Databricks Unity Catalog table types
Unity Catalog supports three primary table types: managed, external, and foreign tables. Each type differs in how data is stored, managed, and governed.
Managed tables
Managed tables are the default and recommended table type. Unity Catalog manages the data lifecycle, storage location, and optimizations. When you drop a managed table, both the metadata and underlying data files are deleted.
Managed tables are backed by Delta Lake or Apache Iceberg and provide:
- Automatic optimization for reduced storage and compute costs
- Faster query performance across all client types
- Automatic table maintenance
- Secure access for non-Databricks clients via open APIs
- Automatic upgrades to the latest platform features
Data files are stored in the schema or catalog containing the table. See Unity Catalog managed tables in Databricks for Delta Lake and Apache Iceberg.
External tables
External tables register data stored in cloud object storage that you manage. Unity Catalog governs data access but doesn't manage data lifecycle, optimizations, or storage layout. When you drop an external table, only the metadata is removed—the underlying data files remain.
Unity Catalog external tables support Delta Lake format (recommended) and CSV, JSON, AVRO, PARQUET, ORC, and TEXT formats. Non-Delta external tables lack the transactional guarantees and performance optimizations of Delta Lake.
Use external tables when you need to:
- Register existing data that isn't compatible with Unity Catalog managed tables
- Provide direct data access from non-Databricks clients that don't support other external access patterns
See Work with external tables.
Foreign tables
Foreign tables (also called federated tables) are registered using Unity Catalog as part of a foreign catalog. External systems manage the data and metadata, while Unity Catalog adds data governance for querying.
Databricks supports two methods for registering foreign tables:
- Query federation: Uses secure JDBC connections to external data systems like PostgreSQL and MySQL
- Catalog federation: Connects external catalogs to query data directly in file storage
Foreign tables backed by Delta Lake lack many optimizations available in Unity Catalog managed tables. For production workloads or frequently queried datasets, migrate to Unity Catalog managed tables for better performance. See Work with foreign tables.
Comparison of table types
The following table compares the three table types:
Feature | Managed tables | External tables | Foreign tables |
|---|---|---|---|
Data lifecycle management | Unity Catalog manages | You manage | External system manages |
Storage location | Unity Catalog manages | You specify | External system manages |
Automatic optimizations | Yes | Limited | No |
Formats supported | Delta Lake, Apache Iceberg | Delta Lake (recommended), CSV, JSON, AVRO, PARQUET, ORC, TEXT | Depends on external system |
Data deleted on | Yes | No | No |
Best for | Production workloads, frequently queried data | Legacy integrations, existing data | Migration from external systems, temporary access |
Other table types
Databricks also supports specialized table types for specific use cases:
- Streaming tables: Lakeflow Spark Declarative Pipelines datasets backed by Delta Lake with incremental processing logic
- Materialized views: Lakeflow Spark Declarative Pipelines datasets backed by Delta Lake that materialize query results using managed flow logic
Legacy table types
The following legacy table types are supported for backward compatibility but aren't recommended for new development.
Hive tables
Hive tables use legacy patterns including the legacy Hive metastore, Hive SerDe codecs, or Hive SQL syntax. By default, tables registered using the legacy Hive metastore store data in the legacy DBFS root.

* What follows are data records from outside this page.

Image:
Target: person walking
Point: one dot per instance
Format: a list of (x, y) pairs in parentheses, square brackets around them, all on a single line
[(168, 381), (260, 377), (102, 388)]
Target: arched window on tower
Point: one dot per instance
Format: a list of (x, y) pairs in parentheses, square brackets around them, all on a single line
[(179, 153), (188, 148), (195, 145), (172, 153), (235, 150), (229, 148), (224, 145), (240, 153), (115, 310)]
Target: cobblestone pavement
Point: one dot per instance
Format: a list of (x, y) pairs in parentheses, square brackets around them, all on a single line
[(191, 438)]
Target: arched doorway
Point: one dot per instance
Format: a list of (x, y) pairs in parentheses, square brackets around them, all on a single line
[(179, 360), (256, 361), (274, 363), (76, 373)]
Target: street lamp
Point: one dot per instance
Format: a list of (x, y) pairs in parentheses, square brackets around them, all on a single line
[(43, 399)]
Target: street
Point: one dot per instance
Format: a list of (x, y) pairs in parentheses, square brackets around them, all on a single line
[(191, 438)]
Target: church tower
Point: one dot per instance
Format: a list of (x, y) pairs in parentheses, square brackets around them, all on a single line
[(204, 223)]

Migrate all tables from the legacy HMS to Unity Catalog. See Database objects in the legacy Hive metastore. You can optionally federate a Hive metastore to Unity Catalog. See Hive metastore federation: enable Unity Catalog to govern tables registered in a Hive metastore.

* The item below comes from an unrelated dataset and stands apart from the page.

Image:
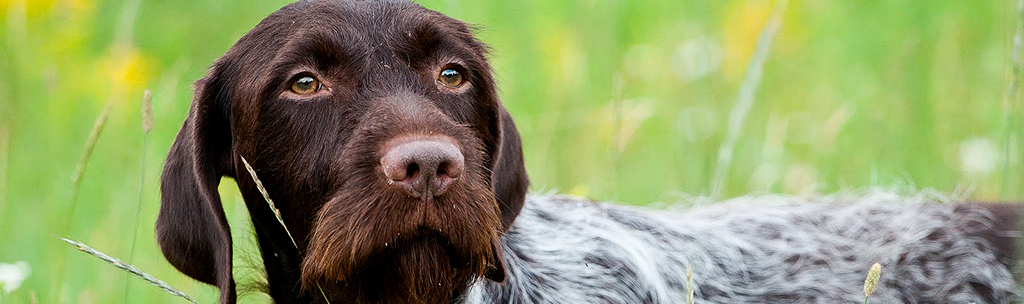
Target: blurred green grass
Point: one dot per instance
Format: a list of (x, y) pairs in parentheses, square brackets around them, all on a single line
[(623, 100)]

Apache Spark supports registering and querying Hive tables, but these codecs aren't optimized for Databricks. Register Hive tables only to support queries against data written by external systems. See Hive table (legacy).
Live tables
The term live tables refers to an earlier implementation of functionality now available as materialized views. Update legacy code that references live tables to use materialized view syntax. See Lakeflow Spark Declarative Pipelines and Materialized views.